Eurozone : de la stabilisation à la croissance

« La croissance en Europe est fragile : il faut trouver les moyens de l’encourager ». C’est en citant Christine Lagarde, intervenant plus tôt ce dimanche, que Vincent Giret (Le Monde) ouvre ce dernier débat. Selon Michel Barnier et Jacques de Larosière, la stabilisation étant confirmée, c’est une phase proactive qu’il faut désormais engager. Si les outils à mettre en place pour atteindre cet objectif font l’unanimité, les méthodes et les échéances, elles, divisent.

Michel BARNIER - Commissaire européen au Marché intérieur et aux services

Michel BARNIER – Commissaire européen au Marché intérieur et aux services

Les carburants. Selon Michel Barnier, si la sortie de route a été évitée il y quatre ou cinq ans, c’est que les objectifs de redressement budgétaire et de gouvernance de la zone euro ont été atteints. « Mais c’est insuffisant si l’on veut passer de la stabilisation à la croissance », explique le Commissaire européen. Pour lui, le premier carburant dont les consommateurs et les entreprises ont besoin pour leur projet, si l’on souhaite passer du diagnostic aux propositions, c’est d’un grand programme d’investissement en commun. D’un emprunt mutualisé pour investir. « Mais pas seulement dans les routes propres ou l’innovation technologique. Il faut aussi investir dans le capital humain, l’enseignement, la Recherche et le Développement ». Le deuxième carburant consisterait en une facilitation de l’accès des PME aux produits boursiers, associée à un développement de la bonne titrisation. M. Barnier se range ainsi du côté de Michel Sapin, qui remettait au cœur des priorités le financement des PME et des PMI plus tôt dans la journée: « un financement difficile dans des pays ‘‘convalescents’’ ».

Débrider le moteur européen, trouver un cap. Michel Barnier file la métaphore automobile : « pour débrider, cela dépend de chaque pays européen, puisqu’on n’a pas tous les mêmes handicaps. Mais en tout cas la route doit être lisse ». Or, le marché unique est selon lui trop fragmenté. Le cap, enfin, est le dernier élément fondamental à déterminer : il faut ajouter à la politique budgétaire une politique économique. « C’est à dire qu’il faut réfléchir ensemble – ce qu’on n’a jamais vraiment fait – à ce que nous voulons produire et à l’endroit où nous voulons nous rendre, ensemble. On ne peut pas se contenter d’une politique budgétaire ou d’une gestion de crise ».

Jacques de LAROSIÈRE - Président d'EUROFI

Jacques de LAROSIÈRE – Président d’EUROFI

Un policy mix à revoir. Si Jacques de Larosière partage les pistes évoquées par Michel Barnier, il noircit davantage le tableau. L’Eurozone n’a pas le bon policy mix selon lui. Puisque la politique budgétaire exerce un effet restrictif sur l’économie globale de la zone euro, la politique monétaire devrait logiquement opérer un effet expansif pour contrebalancer. A fortiori lorsque l’on sait qu’elle est en deçà de son objectif d’inflation.
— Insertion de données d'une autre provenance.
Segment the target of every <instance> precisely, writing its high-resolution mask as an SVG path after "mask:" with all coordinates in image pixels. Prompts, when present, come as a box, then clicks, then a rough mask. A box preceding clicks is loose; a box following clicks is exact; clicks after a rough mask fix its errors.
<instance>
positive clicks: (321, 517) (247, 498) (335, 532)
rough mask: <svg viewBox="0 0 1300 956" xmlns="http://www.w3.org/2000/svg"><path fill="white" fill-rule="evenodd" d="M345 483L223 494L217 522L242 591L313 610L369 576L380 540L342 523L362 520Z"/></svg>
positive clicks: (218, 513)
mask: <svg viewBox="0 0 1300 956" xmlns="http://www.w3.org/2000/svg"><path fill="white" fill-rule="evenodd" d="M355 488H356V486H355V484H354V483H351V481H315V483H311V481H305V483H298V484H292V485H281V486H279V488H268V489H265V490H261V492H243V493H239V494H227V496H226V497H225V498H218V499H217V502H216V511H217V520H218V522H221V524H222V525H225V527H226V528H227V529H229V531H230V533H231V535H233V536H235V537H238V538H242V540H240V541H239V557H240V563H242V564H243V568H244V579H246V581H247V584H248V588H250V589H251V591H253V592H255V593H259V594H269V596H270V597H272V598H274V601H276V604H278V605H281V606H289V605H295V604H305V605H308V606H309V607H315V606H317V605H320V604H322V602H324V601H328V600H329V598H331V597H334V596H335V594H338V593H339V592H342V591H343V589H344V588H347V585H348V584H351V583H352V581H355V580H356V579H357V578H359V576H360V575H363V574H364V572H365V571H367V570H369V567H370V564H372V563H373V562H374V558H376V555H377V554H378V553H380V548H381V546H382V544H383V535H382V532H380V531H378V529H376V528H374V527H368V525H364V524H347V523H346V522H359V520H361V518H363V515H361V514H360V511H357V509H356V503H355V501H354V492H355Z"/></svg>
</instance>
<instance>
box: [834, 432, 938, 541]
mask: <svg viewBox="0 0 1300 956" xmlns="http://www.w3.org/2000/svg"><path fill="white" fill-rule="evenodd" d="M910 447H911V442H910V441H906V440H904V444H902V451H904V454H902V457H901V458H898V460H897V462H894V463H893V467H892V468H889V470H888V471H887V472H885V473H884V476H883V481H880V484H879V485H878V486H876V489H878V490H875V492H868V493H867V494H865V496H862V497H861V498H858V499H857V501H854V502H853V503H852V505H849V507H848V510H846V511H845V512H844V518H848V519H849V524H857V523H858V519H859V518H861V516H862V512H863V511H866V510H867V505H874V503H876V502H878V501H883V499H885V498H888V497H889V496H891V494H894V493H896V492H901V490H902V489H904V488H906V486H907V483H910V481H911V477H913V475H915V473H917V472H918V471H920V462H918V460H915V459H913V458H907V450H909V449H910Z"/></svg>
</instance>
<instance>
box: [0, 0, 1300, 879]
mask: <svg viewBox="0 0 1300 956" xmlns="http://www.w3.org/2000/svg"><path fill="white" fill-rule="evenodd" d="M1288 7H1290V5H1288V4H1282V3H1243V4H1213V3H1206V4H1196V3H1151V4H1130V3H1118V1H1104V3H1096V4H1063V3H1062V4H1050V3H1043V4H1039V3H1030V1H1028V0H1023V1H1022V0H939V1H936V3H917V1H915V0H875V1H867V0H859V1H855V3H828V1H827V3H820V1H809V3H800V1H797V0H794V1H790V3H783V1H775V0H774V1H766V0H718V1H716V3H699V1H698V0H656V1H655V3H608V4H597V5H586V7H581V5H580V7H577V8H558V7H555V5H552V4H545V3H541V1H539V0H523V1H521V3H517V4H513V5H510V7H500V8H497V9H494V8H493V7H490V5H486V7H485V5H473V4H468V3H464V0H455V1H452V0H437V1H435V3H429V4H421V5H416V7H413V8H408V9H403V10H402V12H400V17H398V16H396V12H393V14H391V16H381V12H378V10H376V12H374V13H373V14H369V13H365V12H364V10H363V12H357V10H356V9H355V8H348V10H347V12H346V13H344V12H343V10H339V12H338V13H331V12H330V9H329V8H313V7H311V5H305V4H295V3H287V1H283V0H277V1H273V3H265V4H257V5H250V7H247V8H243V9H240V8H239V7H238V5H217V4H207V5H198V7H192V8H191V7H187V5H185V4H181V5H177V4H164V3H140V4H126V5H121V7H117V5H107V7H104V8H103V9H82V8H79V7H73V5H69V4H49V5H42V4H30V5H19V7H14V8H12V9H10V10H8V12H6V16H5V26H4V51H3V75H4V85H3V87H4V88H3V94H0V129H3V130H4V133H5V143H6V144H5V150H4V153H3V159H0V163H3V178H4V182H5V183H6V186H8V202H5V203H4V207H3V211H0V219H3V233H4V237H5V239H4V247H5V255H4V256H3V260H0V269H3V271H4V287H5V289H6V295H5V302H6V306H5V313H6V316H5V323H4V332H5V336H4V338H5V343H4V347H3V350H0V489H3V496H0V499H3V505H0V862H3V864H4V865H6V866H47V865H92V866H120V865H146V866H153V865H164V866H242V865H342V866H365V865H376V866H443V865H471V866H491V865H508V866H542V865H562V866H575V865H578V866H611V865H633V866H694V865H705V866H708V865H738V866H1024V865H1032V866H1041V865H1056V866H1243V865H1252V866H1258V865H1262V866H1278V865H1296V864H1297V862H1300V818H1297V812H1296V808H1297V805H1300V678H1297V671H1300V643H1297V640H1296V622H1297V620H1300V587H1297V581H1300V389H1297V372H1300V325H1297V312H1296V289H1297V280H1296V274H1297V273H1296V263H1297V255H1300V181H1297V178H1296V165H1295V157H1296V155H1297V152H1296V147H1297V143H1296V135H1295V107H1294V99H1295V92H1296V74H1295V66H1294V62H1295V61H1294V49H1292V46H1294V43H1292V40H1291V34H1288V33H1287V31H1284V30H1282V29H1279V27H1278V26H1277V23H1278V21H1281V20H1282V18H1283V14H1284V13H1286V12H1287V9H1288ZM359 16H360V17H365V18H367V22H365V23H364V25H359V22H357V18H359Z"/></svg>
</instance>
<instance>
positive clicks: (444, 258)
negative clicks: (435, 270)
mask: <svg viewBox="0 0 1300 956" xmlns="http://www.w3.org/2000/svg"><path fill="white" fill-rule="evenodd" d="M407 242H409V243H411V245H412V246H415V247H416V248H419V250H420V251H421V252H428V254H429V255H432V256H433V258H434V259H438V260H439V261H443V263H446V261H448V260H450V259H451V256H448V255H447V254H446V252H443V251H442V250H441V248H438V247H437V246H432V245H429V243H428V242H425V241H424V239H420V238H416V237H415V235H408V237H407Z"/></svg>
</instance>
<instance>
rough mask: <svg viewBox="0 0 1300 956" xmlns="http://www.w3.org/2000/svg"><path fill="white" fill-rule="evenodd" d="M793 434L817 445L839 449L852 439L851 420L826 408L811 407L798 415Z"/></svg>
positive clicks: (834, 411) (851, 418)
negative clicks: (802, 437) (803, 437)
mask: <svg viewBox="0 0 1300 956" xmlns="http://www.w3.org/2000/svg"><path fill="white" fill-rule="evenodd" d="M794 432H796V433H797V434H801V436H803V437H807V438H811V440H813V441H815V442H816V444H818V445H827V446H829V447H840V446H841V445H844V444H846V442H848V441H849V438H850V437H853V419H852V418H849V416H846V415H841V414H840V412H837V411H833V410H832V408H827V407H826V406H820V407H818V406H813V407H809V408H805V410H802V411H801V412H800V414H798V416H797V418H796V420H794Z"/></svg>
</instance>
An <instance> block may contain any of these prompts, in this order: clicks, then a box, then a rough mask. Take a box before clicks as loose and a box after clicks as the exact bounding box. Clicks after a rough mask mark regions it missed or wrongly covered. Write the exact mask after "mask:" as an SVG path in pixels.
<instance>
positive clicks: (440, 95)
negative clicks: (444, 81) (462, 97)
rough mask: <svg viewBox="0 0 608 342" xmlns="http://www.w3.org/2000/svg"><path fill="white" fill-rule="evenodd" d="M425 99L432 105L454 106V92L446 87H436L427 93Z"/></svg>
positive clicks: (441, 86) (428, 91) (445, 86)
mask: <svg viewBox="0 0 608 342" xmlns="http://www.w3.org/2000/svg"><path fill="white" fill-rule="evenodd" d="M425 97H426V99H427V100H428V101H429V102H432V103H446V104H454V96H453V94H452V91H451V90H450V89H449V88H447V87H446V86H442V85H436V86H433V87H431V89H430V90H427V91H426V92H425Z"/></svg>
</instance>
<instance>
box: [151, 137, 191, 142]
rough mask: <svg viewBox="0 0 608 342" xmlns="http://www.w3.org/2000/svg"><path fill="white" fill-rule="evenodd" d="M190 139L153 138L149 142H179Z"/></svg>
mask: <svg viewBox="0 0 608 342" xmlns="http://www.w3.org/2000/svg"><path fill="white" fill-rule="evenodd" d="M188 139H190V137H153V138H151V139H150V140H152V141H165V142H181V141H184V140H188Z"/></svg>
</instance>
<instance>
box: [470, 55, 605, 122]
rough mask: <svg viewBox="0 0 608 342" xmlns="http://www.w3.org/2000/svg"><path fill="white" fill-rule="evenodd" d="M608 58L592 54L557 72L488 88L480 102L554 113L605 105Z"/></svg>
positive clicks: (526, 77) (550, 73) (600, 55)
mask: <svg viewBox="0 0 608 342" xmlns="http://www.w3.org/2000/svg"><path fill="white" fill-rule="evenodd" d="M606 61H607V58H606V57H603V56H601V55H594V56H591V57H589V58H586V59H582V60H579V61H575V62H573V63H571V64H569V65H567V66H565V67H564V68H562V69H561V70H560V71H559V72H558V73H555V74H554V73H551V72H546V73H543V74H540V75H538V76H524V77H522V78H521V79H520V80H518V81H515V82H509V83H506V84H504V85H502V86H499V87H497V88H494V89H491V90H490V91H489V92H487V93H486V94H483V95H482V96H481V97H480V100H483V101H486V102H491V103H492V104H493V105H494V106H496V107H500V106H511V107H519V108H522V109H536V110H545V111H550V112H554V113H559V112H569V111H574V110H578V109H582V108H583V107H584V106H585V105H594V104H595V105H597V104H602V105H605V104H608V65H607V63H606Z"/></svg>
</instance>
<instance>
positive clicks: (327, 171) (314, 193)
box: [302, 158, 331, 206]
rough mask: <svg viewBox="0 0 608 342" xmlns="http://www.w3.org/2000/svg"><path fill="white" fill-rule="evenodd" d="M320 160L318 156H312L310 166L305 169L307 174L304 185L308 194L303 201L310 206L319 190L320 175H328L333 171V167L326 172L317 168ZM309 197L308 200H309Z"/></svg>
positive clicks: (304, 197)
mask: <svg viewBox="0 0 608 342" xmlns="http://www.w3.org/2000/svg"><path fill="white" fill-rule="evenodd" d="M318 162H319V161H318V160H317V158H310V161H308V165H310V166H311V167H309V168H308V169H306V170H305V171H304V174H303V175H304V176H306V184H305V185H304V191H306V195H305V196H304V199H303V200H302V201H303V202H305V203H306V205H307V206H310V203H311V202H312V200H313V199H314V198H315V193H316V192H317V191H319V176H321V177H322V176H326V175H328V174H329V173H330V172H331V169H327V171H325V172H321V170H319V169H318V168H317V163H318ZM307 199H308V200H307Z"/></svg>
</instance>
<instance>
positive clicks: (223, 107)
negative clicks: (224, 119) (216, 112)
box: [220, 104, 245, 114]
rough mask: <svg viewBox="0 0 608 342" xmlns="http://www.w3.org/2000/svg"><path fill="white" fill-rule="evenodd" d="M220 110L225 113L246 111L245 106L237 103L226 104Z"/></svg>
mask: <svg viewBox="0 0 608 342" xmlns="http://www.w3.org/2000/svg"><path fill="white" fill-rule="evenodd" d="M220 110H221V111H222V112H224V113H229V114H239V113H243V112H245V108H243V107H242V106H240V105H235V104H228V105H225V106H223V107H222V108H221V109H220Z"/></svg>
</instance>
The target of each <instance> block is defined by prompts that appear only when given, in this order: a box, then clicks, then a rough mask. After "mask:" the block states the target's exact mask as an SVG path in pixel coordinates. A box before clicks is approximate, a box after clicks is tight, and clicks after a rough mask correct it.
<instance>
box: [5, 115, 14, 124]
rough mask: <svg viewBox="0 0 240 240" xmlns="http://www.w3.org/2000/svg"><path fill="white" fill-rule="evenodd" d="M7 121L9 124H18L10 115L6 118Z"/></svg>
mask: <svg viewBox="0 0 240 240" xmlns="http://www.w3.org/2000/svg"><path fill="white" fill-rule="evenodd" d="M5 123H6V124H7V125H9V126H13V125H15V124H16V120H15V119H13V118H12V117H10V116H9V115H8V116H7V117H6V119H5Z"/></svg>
Or malgré les mesures « accommodantes et courageuses » prises par la BCE, selon les propres mots du Président d’EUROFI, l’effet de cette politique monétaire apparemment très expansive n’est précisément pas… expansive. « Un point insuffisamment souligné » regrette-t-il.

Redonner vie à la titrisation des crédits PME. Sur le fond, les deux intervenants s’accordent. « A défaut d’un assouplissement des règles qui pèsent sur les banques – assouplissement que personne, ni moi, ne préconise – précise l’ancien directeur général du FMI, il faut redonner vie à cette titrisation ». Pourquoi ? Car, toujours selon Jacques de Larosière, « les PME sont le moteur de la croissance européenne ». Il faut pour cela faire sauter les verrous existants, « ce que la commission a le pouvoir de faire », ne manque-t-il pas d’ajouter, en s’adressant à Michel Barnier. Ce dernier n’attend pas pour répondre : si l’objectif est louable, les moyens pour l’atteindre ne seraient pas si simples à mettre en œuvre. Premièrement parce que la fragmentation du marché de la titrisation « empêche une bonne évaluation du risque PME », assure le Commissaire européen. Mais aussi à cause des difficultés juridiques auxquelles ferait face la Commission, empêchant une mise en place rapide des réformes souhaitées. Des difficultés que le Président d’EUROFI, bien qu’avouant « ne pas [être] juriste », finira par contester, concluant ainsi ce dernier débat.